A full day home and it has gone rather well. Jill is feeling very good. Very little pain.
The girls were very happy to see Jill yesterday after her overnight in the hospital. They seemed fine until about bed time and when Jill and I went into the bathroom to do her drains, the girls seemed to sense something was up. There were waiting outside the bathroom sitting on our bed. Mind you, they had been in their own beds already. All seemed okay, then Holly started to really get upset. We figured out it was the act of us hiding something and her assumption that it was bad. So we explained it and all was well.
Today Lauren and I spent the day with Jill. Jill was able to shower, though we had to kick the girls out for that. We explained that at this time mommy is not quite ready for them to see this. In fact, I am not so sure she was ready for me to see as well. As I was drying the incision, she made the comment that this must be the worse part of better or worse in our wedding vows. I told her this is just some blip and that she will be whole again. That this is all meaningless in the big picture.
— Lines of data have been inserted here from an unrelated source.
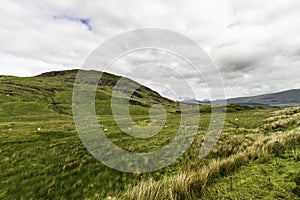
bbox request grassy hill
[0,70,300,200]
[227,89,300,107]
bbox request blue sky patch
[54,15,93,31]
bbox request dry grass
[123,128,300,200]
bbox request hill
[227,89,300,107]
[0,70,176,117]
[0,70,300,200]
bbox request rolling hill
[220,89,300,107]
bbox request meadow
[0,70,300,200]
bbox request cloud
[0,0,300,99]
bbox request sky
[0,0,300,99]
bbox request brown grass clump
[123,128,300,200]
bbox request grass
[0,70,300,199]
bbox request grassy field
[0,70,300,199]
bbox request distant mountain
[227,89,300,107]
[0,70,178,117]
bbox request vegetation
[0,70,300,199]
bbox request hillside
[227,89,300,107]
[0,70,300,200]
[0,70,175,116]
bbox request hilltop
[227,89,300,107]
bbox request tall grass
[123,128,300,200]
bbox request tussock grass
[124,128,300,200]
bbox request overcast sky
[0,0,300,99]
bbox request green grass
[0,70,300,199]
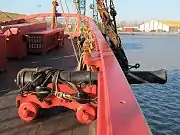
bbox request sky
[0,0,180,21]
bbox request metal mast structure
[90,0,98,21]
[77,0,86,15]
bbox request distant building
[139,20,180,32]
[123,26,139,32]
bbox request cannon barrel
[125,69,167,84]
[15,68,98,87]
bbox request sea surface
[121,35,180,135]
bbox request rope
[60,0,79,64]
[0,10,14,20]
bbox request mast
[51,0,59,28]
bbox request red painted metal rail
[89,21,151,135]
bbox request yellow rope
[60,0,79,65]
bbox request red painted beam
[89,21,152,135]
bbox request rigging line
[0,10,14,20]
[60,0,79,64]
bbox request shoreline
[118,32,180,36]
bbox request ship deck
[0,39,94,135]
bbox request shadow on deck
[0,39,93,135]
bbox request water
[122,35,180,135]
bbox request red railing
[89,21,151,135]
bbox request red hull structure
[0,5,166,135]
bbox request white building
[139,20,180,32]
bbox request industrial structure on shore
[118,20,180,32]
[139,20,180,32]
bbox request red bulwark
[26,28,64,54]
[0,34,6,70]
[2,23,46,59]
The truth is, even as fast as this all has moved, it has allowed us to both deal with the changes. The lump, the diagnosis, the nausea, the hair loss, the pain, and now this.
I will be taking Holly to Michigan for a soccer tourney. Just her and I (well, and her team). She is super excited and although she will miss her mommy dearly, I think this will be a great get away for her. Part of me wants to stay home and take care of Jill, but I realize that chances like this are few and later I would be upset if I did not take the chance to have a weekend Holly may remember for the rest of her life.